El asesinato de la ex primera ministra paquistaní Benazir Bhutto desencadenó emociones entre los aspirantes a la Casa Blanca, muchos de los cuales la conocían personalmente, cuestionó sus habilidades para enfrentar una crisis, y examinó sus capacidades geopolíticas.
Justo cuatro días antes del inicio de las primarias en el estado de Iowa para escoger a los candidatos de cada partido, los analistas, expertos y activistas están atentos a una crisis que impulsó a algunos candidatos y afectó a otros.
Aunque los acontecimientos en el extranjero pueden parecer muy lejanos para los electores del rural estado de Iowa, en el centro-norte de Estados Unidos, ellos representan un campo minado para los aspirantes presidenciales.
El ex candidato demócrata John Kerry culpó a un explosivo video de Osama bin Laden por su derrota en 2004, en una campaña electoral dominada por la "guerra contra el terrorismo".
El jueves, la durante mucho tiempo favorita postulante demócrata Hillary Clinton habló emotivamente de su amistad con Bhutto, pero fue cuidadosa de no despertar críticas de que era una oportunista por colocar el tema en la campaña poco después del ataque.
Pero el viernes, en un programa electoral de la cadena CNN, rodeada por una bandera estadounidense, conquistó titulares al exigir una investigación internacional del atentado y fustigar la credibilidad del presidente de Pakistán, Pervez Musharraf.

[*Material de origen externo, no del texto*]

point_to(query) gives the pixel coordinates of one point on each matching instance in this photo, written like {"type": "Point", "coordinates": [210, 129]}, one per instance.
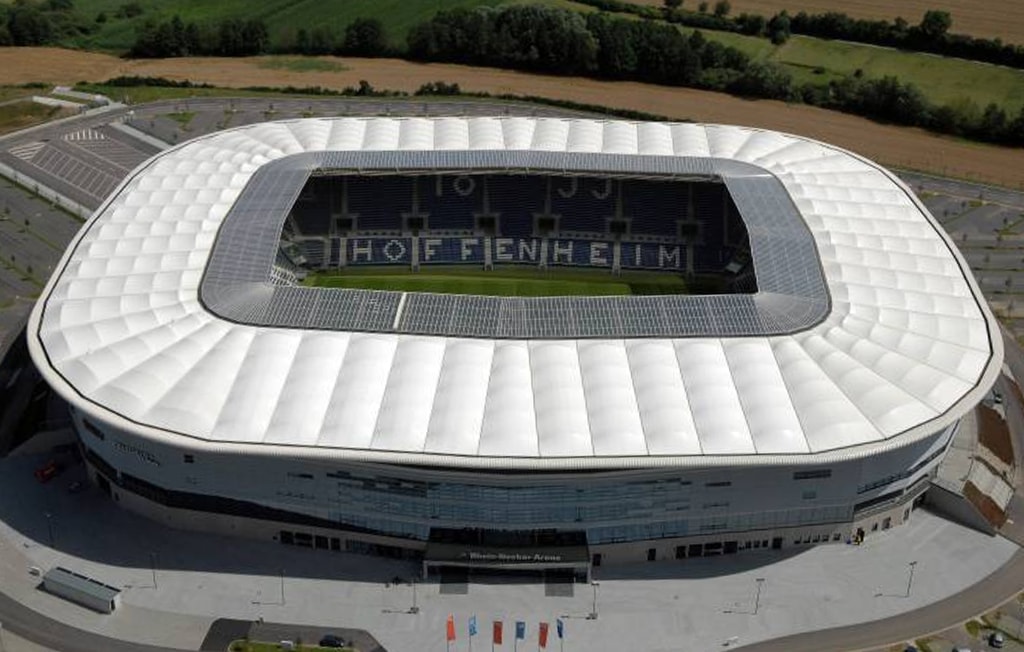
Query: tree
{"type": "Point", "coordinates": [365, 37]}
{"type": "Point", "coordinates": [779, 28]}
{"type": "Point", "coordinates": [752, 24]}
{"type": "Point", "coordinates": [935, 25]}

Su rival John Edwards, quien rápidamente se comunicó por teléfono con Musharraf para urgirlo a responder con calma al homicidio, se mostró en este proceso como un hombre con fácil acceso a los pináculos del poder.
El también demócrata Barack Obama lamentó elocuentemente la muerte de Bhutto, pero su equipo se expuso a un ataque de Clinton, luego de que un asesor dijera que el voto de la senadora autorizando la guerra en Irak había envalentonado a Al-Qaida.